Hardly any other weed is found as frequently on lawns as white clover. It is not without reason that the plant is also called creeping clover, as it spreads over a large area over the ground via its runners – and in doing so deprives grasses in particular of the air (or, more precisely, the light) to breathe. Once it begins to bloom, the clover spreads even further via its seeds. The perfidious thing about the rampant weed is that it can produce its own fertilizer through symbiosis with bacteria. In other words, if the lawn is sufficiently fertilized, it will lose the battle against white clover and have to clear the field. But should it be removed entirely at the risk of depriving bees and bumblebees of an important food source? The best solution is a compromise: you just reduce the nests from the lawn. And prevent new wild growth.

As mentioned at the beginning, it is important to regularly supply the lawn with nutrients, as white clover thrives particularly well on nitrogen-poor soils – and can compensate for the deficit with its own fertilizer, something that grasses are unable to do. To compensate for the deficiency, you should use horn meal, as it does not contain any phosphate and therefore does not stimulate the clover to grow. In the autumn months, however, you can use fertilizer containing potassium.

Longer dry periods and heat do not affect white clover (and unfortunately many other weeds) as much as grasses. This makes it all the more important to water the lawn well and regularly, especially in the warm summer months when it doesn’t rain for days or weeks.

White clover has a short growth height, which means that only moderate damage can be done to the plant when mowing the lawn as it continues to spread. To combat weeds, there is only one thing that helps in spring: you have to scarify the nests in lengthways and crossways. Breaking up and aerating the soil strengthens the grasses but weakens the clover.

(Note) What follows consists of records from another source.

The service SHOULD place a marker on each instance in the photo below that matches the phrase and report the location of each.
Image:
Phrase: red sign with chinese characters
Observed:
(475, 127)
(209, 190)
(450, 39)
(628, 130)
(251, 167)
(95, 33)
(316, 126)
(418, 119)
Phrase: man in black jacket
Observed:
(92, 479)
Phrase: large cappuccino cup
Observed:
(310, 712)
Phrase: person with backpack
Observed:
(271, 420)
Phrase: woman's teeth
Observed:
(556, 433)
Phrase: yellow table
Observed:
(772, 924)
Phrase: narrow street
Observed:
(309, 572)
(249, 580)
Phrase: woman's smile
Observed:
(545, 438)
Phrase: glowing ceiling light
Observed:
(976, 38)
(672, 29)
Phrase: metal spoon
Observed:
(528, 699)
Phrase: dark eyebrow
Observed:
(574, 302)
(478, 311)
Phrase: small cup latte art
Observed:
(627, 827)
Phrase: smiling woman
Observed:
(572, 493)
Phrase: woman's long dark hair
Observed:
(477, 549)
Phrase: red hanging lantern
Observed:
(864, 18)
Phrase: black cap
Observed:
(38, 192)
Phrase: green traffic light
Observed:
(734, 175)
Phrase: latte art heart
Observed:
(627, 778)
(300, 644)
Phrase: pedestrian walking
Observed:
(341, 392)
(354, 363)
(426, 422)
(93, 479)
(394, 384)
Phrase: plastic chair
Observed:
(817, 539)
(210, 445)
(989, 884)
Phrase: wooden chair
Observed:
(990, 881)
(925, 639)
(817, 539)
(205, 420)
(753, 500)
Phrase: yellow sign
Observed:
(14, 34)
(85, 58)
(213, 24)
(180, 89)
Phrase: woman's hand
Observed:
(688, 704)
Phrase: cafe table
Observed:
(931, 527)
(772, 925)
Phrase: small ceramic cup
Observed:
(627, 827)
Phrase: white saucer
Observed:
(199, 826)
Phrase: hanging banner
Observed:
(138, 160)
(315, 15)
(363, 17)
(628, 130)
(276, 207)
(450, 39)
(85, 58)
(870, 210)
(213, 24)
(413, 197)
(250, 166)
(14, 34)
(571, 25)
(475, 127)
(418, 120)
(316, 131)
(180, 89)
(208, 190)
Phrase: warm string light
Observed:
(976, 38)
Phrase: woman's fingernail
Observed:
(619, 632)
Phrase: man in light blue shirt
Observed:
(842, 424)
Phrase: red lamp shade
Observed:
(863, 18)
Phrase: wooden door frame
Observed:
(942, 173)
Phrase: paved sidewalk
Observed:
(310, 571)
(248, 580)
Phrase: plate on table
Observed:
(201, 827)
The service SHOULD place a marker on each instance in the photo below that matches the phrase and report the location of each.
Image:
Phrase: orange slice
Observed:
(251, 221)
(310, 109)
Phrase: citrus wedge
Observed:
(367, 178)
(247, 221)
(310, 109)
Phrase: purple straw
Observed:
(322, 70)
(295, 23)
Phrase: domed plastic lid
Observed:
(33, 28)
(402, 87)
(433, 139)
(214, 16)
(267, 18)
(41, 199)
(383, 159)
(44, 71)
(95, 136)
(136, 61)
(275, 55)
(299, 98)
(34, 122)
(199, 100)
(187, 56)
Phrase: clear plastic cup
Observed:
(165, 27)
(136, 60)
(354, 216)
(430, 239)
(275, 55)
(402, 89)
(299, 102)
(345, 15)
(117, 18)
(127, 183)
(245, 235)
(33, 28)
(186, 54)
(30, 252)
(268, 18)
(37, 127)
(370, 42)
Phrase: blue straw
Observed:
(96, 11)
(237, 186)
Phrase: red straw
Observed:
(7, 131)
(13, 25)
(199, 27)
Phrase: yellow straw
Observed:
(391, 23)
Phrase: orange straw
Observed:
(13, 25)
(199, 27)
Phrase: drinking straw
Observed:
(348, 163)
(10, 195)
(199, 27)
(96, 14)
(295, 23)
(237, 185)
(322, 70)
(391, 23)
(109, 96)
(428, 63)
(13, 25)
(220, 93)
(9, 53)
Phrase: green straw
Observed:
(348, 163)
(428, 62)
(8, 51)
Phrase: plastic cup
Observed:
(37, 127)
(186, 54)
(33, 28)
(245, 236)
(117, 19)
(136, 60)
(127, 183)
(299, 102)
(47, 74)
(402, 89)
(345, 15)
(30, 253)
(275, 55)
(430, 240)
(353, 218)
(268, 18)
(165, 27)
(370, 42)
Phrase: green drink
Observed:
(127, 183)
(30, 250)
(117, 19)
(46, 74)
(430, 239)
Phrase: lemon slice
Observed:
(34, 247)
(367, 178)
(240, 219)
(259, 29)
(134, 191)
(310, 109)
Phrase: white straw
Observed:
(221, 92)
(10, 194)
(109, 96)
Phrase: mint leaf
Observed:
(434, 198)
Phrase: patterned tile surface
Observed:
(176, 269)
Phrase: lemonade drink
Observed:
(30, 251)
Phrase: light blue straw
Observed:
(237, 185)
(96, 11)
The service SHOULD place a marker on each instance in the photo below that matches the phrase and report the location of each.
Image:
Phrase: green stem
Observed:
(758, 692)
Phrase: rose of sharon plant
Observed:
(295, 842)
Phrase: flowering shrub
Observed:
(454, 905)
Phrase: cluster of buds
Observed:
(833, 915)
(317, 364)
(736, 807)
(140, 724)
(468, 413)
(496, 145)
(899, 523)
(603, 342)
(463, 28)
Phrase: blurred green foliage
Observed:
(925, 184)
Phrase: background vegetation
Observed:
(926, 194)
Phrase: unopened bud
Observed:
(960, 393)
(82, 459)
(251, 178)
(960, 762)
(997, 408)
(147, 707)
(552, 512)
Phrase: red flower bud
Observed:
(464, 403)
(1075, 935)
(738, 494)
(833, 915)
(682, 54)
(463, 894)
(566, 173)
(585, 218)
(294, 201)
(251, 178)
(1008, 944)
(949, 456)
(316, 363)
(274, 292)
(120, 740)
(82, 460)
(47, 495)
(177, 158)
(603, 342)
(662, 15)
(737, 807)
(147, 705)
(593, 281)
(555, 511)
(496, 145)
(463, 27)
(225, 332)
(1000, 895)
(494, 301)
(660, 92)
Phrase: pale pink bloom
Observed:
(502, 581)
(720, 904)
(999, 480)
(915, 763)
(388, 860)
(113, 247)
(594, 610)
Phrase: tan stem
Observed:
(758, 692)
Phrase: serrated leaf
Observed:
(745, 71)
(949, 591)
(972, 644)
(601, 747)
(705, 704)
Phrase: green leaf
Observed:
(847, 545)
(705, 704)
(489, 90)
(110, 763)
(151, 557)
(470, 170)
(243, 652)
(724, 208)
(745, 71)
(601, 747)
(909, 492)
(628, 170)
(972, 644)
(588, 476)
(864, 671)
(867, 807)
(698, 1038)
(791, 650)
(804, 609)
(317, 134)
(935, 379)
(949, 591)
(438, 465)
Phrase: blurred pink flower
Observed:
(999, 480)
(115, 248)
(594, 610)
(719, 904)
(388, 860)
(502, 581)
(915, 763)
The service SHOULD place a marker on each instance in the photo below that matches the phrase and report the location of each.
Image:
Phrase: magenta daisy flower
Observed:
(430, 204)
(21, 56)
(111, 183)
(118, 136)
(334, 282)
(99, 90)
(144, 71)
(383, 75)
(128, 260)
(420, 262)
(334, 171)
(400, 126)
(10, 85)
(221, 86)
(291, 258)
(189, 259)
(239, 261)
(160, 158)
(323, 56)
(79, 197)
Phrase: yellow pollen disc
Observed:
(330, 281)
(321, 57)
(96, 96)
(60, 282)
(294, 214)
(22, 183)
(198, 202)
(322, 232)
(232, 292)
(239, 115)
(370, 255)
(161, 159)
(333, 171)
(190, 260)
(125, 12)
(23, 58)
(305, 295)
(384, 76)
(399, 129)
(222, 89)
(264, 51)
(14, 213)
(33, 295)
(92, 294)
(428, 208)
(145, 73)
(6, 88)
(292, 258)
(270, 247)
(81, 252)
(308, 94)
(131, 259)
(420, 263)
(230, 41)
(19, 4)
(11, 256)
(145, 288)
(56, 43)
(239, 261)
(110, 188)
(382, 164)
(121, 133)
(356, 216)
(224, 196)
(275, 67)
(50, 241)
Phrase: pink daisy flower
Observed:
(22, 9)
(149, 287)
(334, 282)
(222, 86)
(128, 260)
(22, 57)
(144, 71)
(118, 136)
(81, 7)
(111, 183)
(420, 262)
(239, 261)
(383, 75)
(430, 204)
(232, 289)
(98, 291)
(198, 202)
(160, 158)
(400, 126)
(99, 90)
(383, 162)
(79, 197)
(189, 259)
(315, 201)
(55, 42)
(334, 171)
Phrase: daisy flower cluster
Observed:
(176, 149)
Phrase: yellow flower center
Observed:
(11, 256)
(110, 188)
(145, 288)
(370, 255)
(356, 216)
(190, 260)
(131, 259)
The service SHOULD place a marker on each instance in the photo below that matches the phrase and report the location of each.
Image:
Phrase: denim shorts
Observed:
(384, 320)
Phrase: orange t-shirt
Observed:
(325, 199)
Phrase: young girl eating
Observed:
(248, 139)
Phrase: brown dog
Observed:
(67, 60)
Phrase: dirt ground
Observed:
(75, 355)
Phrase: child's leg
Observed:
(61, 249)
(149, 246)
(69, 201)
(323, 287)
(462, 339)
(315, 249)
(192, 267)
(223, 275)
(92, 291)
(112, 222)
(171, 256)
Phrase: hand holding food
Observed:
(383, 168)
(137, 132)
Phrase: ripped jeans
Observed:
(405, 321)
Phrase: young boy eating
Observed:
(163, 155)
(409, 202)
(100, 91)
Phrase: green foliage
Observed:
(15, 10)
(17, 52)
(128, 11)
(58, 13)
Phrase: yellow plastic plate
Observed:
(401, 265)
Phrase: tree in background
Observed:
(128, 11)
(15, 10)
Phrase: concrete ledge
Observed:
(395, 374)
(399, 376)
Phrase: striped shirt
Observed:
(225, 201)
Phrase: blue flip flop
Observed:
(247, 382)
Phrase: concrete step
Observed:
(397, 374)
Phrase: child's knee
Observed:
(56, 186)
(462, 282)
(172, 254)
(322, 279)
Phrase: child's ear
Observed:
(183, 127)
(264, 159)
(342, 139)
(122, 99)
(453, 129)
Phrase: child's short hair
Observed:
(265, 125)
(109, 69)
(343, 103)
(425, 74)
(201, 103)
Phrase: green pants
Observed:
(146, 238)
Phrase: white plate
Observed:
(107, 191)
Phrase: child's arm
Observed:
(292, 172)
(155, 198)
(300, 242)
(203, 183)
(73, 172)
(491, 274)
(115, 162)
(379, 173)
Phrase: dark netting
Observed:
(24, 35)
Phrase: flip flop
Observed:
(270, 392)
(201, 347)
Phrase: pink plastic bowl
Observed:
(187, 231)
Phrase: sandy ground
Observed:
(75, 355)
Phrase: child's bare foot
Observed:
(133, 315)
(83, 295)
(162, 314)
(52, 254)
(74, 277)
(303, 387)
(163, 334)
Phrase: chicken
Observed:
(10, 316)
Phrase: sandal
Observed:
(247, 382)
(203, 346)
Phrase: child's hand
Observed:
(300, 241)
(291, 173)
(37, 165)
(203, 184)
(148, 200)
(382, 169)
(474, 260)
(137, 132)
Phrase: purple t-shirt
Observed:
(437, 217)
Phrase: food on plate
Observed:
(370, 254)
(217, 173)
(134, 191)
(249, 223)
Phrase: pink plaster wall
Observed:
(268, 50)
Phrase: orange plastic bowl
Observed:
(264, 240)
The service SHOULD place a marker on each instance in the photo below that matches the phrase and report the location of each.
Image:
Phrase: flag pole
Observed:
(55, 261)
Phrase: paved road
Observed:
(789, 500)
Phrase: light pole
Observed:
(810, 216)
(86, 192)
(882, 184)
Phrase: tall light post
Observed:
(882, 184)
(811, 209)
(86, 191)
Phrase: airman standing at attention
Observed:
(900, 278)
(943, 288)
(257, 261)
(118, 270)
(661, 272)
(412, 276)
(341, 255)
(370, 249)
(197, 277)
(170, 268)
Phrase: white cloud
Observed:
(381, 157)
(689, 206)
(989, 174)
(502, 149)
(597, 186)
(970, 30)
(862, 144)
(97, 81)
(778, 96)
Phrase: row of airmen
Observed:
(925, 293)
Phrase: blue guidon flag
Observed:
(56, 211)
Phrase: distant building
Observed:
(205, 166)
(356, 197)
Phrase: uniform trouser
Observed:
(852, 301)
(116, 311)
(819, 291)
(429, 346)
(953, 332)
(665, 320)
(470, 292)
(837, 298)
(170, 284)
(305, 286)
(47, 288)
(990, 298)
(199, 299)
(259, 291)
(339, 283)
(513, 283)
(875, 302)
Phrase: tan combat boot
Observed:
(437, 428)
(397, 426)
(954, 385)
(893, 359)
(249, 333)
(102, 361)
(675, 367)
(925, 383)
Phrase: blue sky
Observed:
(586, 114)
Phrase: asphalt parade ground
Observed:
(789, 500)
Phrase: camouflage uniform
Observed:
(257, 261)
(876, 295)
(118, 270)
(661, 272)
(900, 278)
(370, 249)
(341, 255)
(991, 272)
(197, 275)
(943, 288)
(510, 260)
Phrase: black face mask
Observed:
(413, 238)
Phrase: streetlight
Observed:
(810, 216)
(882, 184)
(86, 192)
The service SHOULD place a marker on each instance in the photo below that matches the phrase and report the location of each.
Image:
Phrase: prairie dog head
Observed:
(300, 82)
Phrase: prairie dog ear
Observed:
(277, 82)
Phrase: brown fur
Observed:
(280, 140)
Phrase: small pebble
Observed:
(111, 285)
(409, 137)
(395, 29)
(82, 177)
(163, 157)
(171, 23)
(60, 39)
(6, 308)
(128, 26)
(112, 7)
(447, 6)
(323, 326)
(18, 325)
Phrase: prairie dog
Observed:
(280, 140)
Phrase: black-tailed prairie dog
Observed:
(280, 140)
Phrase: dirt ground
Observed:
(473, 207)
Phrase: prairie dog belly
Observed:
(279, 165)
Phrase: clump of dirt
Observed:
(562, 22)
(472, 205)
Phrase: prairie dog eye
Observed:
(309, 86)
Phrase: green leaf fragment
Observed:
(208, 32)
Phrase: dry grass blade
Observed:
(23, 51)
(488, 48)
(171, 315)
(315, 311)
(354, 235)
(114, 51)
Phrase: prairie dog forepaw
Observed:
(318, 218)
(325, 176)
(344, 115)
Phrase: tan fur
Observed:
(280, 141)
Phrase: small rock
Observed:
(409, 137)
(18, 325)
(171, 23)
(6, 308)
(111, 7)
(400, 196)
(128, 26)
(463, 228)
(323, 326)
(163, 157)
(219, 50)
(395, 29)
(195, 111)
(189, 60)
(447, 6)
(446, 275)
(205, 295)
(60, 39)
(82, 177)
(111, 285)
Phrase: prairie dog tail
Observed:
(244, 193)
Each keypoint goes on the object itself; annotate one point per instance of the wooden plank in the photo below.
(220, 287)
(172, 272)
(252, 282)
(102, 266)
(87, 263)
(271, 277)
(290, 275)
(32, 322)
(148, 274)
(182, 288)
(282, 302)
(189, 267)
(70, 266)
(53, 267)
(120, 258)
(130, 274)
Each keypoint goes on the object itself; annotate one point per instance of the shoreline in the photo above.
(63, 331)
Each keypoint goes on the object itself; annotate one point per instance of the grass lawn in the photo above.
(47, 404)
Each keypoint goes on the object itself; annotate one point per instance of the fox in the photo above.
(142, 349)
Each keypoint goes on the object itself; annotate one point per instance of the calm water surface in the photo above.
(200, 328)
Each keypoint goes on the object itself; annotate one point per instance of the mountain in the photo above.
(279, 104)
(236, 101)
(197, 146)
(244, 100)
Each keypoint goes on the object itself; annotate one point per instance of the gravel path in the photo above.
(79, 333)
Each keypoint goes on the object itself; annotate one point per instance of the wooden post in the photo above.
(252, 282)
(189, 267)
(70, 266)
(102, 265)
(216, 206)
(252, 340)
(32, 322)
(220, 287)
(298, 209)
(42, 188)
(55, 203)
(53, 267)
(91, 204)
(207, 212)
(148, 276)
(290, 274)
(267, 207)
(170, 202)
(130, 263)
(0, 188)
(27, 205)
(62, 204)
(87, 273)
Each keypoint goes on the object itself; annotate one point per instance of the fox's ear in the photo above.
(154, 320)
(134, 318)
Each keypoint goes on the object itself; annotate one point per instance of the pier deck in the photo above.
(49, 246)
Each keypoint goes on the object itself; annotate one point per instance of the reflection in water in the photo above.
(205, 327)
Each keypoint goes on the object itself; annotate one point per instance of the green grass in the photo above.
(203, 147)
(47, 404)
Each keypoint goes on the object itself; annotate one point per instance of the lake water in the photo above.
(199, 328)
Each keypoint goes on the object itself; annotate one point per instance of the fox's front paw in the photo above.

Another way to remove white clover from the lawn is to dig out the nests. To do this, take a spade (or weed cutter) and use it to poke the soil around the clover. Lift out the clover nests including the roots and dispose of them – for example in the compost. Then fill the bare spot and compact it with topsoil.

If you have cleared out smaller areas that were overgrown with white clover, you should reseed the bare areas with new lawn seeds. So that the fresh grass can grow back evenly and strongly, it is important to keep the affected lawn areas moist until the first grasses sprout, then the soil must be well fertilized again.

White clover – like any other plant – needs light to live. An effective method for removing weeds from the lawn is to cover the affected areas with an opaque film (e.g. garden fleece). For example, weigh it down with stones and wait a maximum of three months, as the lawn also suffers from the lack of light.

Herbicides are chemical weed killers that control uncontrolled growth. What many people don’t know, however, is that the ingredients are bad for the environment – and they don’t have a sufficient effect on species like white clover. There are special weed killers that only attack the weeds, but not the grasses themselves. However, using them does not combat the cause, but rather only inhibits the growth of the clover. If you still want to try and use chemical pesticides (that are not harmful to bees), you should water the lawn well during a dry period before using the weed killer.

To prevent white clover from spreading, extensive lawn care is essential. This not only includes regular fertilization and irrigation as well as scarifying the areas, as already described above. When sowing, make sure not to use inferior lawn seeds. High-quality seeds form a dense turf and thereby reduce the risk of weeds spreading quickly. And the soil also plays an important role: If it is clayey and compressed, grasses usually have no chance against wild growth such as clover, which can grow better in compacted areas. Here it is advisable to loosen the soil with a garden claw and mix in sand and humus.